Pension plan sponsors advised to stress test as regulators shift focus to second wave
BY Melissa Dunne | October 16, 2020
With federal and provincial regulators introducing relief measures this year to support pension plans amid the financial upheaval resulting from the coronavirus crisis, the Financial Services Regulatory Authority of Ontario saw a lot of action from plan sponsors registered in the province.
“In terms of whether plans are taking advantage of the relief — they are in Ontario. . . . We had 75 plans requesting extensions to member statements,” said Caroline Blouin, executive vice-president of pensions at the FSRA, during an Association of Canadian Pension Management virtual roundtable on Wednesday.
“In terms of defined contribution plans, we’ve had just under 20 amendments to reduce or suspend their contributions, so the measure is helping some companies [and], in terms of commuted-value transfers, we’ve received over 230 applications so far.”
Meanwhile, out in B.C., many plan sponsors requested various filing extensions, four plan sponsors asked to reduce contributions — though none eliminated them — and three plan administrators for seven plans invoked provisions to withhold commuted-value transfers for terminating members, according to Michael Peters, vice-president and deputy superintendent of pensions for the B.C. Financial Services Agency.
“The new measures [since the pandemic started] are really meant to help businesses during this time with cash flow while providing certain safeguards for plan members, so it’s a very balanced package,” said Blouin. “The potential of new restrictions with the second wave [means] we may see pension deferral become very helpful for certain companies in the coming months, depending on how it unfolds.”
With the second wave of the pandemic hitting many parts of the world, including Canada, she advised plan administrators to stress test under a number of scenarios for both plausible and severe scenarios to really understand the implications on the pension plan. In addition, she suggested they look at the range of future funding contributions that may arise over the coming years and how that all fits into the company’s financial forecast.
“Our focus now is really on the health of the pension funds, on the health of the plan sponsors with DB plans, and monitoring the financial sectors that are facing headwinds during the pandemic. So, for example, we are paying attention to the retail sector and the manufacturing sector.
“If I look at the medium solvency ratio as an indicator of the health of pension plans in Ontario for Q3, it looks like we’ll see improved solvency levels at the end of Q3, [but] now there’s still a lot of uncertainty in the market. The equity markets bounced back really nicely since the end of March, but we have a U.S. election just a few weeks away and the interest rates are really low and . . . then we have the Bank of Canada last week signalling that negative interest rates are not out of the question.”

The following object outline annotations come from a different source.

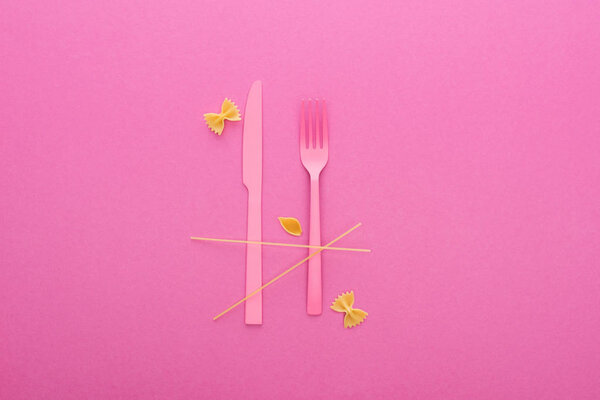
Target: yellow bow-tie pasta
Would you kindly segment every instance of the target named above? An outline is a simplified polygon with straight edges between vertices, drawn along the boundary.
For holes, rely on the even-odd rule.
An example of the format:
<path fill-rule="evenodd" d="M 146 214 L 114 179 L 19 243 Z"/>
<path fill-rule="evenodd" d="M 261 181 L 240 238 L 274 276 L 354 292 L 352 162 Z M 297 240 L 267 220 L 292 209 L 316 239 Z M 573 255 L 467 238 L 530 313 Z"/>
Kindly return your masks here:
<path fill-rule="evenodd" d="M 345 312 L 344 316 L 344 328 L 352 328 L 363 322 L 367 318 L 367 314 L 363 310 L 358 308 L 352 308 L 354 305 L 354 291 L 342 293 L 339 295 L 331 305 L 331 309 L 337 312 Z"/>
<path fill-rule="evenodd" d="M 204 120 L 206 121 L 206 125 L 208 125 L 210 130 L 216 133 L 217 135 L 221 135 L 221 133 L 223 132 L 223 128 L 225 128 L 226 119 L 229 121 L 239 121 L 242 119 L 240 116 L 240 110 L 238 110 L 235 103 L 229 99 L 223 100 L 220 114 L 204 114 Z"/>

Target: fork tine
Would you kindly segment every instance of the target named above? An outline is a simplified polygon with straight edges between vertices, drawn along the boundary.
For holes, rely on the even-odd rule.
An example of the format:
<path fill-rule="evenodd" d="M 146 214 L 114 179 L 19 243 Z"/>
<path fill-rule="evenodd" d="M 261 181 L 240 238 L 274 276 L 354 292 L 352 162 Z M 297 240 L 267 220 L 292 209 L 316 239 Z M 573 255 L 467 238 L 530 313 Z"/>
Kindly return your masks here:
<path fill-rule="evenodd" d="M 312 121 L 312 113 L 313 113 L 313 107 L 312 107 L 312 100 L 308 99 L 308 148 L 309 149 L 313 149 L 314 148 L 314 143 L 315 143 L 315 139 L 313 137 L 313 121 Z"/>
<path fill-rule="evenodd" d="M 323 127 L 319 118 L 319 99 L 315 99 L 315 148 L 320 149 L 321 137 L 323 135 Z"/>
<path fill-rule="evenodd" d="M 329 129 L 327 127 L 327 108 L 325 106 L 325 100 L 321 100 L 321 104 L 323 107 L 323 112 L 322 112 L 322 118 L 323 118 L 323 126 L 322 126 L 322 130 L 323 130 L 323 146 L 322 148 L 327 149 L 329 148 Z"/>
<path fill-rule="evenodd" d="M 300 148 L 306 148 L 306 118 L 304 114 L 304 99 L 302 99 L 302 111 L 300 111 Z"/>

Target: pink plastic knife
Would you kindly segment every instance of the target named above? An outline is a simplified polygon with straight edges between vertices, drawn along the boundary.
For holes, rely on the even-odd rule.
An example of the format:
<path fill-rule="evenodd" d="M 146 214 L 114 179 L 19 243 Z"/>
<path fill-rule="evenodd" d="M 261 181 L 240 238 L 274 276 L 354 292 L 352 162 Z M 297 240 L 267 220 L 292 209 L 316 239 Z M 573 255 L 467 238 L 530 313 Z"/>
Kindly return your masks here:
<path fill-rule="evenodd" d="M 262 82 L 255 81 L 244 111 L 242 180 L 248 189 L 248 240 L 262 240 Z M 262 247 L 246 245 L 246 296 L 262 286 Z M 262 291 L 246 301 L 246 325 L 262 324 Z"/>

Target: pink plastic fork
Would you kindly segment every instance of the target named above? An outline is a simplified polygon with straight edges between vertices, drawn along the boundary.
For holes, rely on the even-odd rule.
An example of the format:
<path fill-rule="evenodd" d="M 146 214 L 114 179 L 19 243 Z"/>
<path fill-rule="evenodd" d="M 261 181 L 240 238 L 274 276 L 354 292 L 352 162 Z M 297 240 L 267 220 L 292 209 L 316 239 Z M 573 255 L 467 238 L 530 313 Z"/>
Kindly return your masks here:
<path fill-rule="evenodd" d="M 306 120 L 304 100 L 300 118 L 300 159 L 310 175 L 310 232 L 309 245 L 321 246 L 321 217 L 319 208 L 319 175 L 329 157 L 329 134 L 327 131 L 327 111 L 325 101 L 322 104 L 322 119 L 319 119 L 319 100 L 308 100 L 308 121 Z M 314 120 L 313 120 L 314 109 Z M 308 134 L 306 126 L 308 125 Z M 310 253 L 310 251 L 309 251 Z M 308 260 L 308 285 L 306 312 L 309 315 L 321 315 L 323 312 L 323 287 L 321 284 L 321 254 Z"/>

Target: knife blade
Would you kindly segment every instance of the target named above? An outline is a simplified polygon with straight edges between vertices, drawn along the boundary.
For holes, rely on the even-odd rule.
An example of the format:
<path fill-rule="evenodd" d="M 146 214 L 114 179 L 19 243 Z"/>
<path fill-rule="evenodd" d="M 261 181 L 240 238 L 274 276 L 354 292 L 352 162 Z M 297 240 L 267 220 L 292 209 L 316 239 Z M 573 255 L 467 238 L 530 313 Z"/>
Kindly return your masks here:
<path fill-rule="evenodd" d="M 250 87 L 244 111 L 242 181 L 248 189 L 247 240 L 262 240 L 262 82 Z M 262 246 L 246 245 L 246 296 L 262 285 Z M 246 325 L 262 324 L 262 291 L 246 301 Z"/>

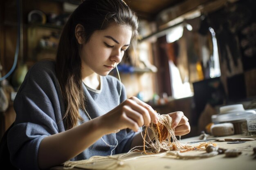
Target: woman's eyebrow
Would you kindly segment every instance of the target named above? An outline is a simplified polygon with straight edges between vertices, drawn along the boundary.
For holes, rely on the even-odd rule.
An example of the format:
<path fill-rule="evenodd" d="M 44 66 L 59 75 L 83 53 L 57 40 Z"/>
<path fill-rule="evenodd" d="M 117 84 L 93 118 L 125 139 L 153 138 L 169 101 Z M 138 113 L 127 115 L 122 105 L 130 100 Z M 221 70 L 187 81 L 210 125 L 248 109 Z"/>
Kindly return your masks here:
<path fill-rule="evenodd" d="M 119 44 L 119 42 L 117 41 L 117 40 L 116 39 L 115 39 L 115 38 L 114 38 L 113 37 L 111 37 L 111 36 L 109 36 L 109 35 L 106 35 L 106 36 L 104 36 L 104 37 L 106 37 L 106 38 L 109 38 L 110 39 L 111 39 L 113 41 L 115 41 L 115 42 L 116 42 L 117 44 Z M 126 45 L 124 45 L 124 46 L 129 46 L 130 45 L 130 44 L 126 44 Z"/>

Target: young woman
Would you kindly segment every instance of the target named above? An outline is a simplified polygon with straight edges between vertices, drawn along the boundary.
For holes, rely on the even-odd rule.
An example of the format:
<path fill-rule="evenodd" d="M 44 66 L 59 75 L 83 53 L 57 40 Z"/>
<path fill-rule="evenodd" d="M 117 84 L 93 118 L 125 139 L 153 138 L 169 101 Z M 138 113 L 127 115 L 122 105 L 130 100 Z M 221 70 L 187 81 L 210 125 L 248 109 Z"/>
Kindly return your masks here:
<path fill-rule="evenodd" d="M 56 62 L 35 64 L 17 94 L 8 138 L 13 165 L 45 169 L 143 145 L 136 132 L 157 123 L 154 110 L 126 99 L 123 85 L 108 75 L 136 41 L 137 27 L 121 0 L 86 0 L 78 7 L 63 29 Z M 176 135 L 189 132 L 182 112 L 169 115 Z"/>

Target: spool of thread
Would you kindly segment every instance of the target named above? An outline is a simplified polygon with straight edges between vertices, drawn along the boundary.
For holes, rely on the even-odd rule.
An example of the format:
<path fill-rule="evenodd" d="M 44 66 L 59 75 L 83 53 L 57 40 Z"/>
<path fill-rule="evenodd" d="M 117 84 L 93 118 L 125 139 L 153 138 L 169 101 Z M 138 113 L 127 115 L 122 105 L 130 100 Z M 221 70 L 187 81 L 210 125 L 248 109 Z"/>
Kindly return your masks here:
<path fill-rule="evenodd" d="M 235 133 L 234 126 L 231 123 L 224 123 L 212 125 L 211 132 L 215 136 L 224 136 L 234 135 Z"/>
<path fill-rule="evenodd" d="M 225 151 L 226 157 L 237 157 L 242 153 L 237 149 L 228 149 Z"/>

It is unclear when life and business will return to normal, so pension plan administrators have to prepare for more financial storms on the horizon — perhaps even into 2022, said Blouin.
“It’s really important for plan administrators at this time to understand what further market shocks could do to the pension plan [as well as look at] the implications of the interest rate environment, which is really important on the liabilities. We don’t know what all of the results of the pandemic will be . . . it’s still being assessed. It may take some time for all of this to shake out.”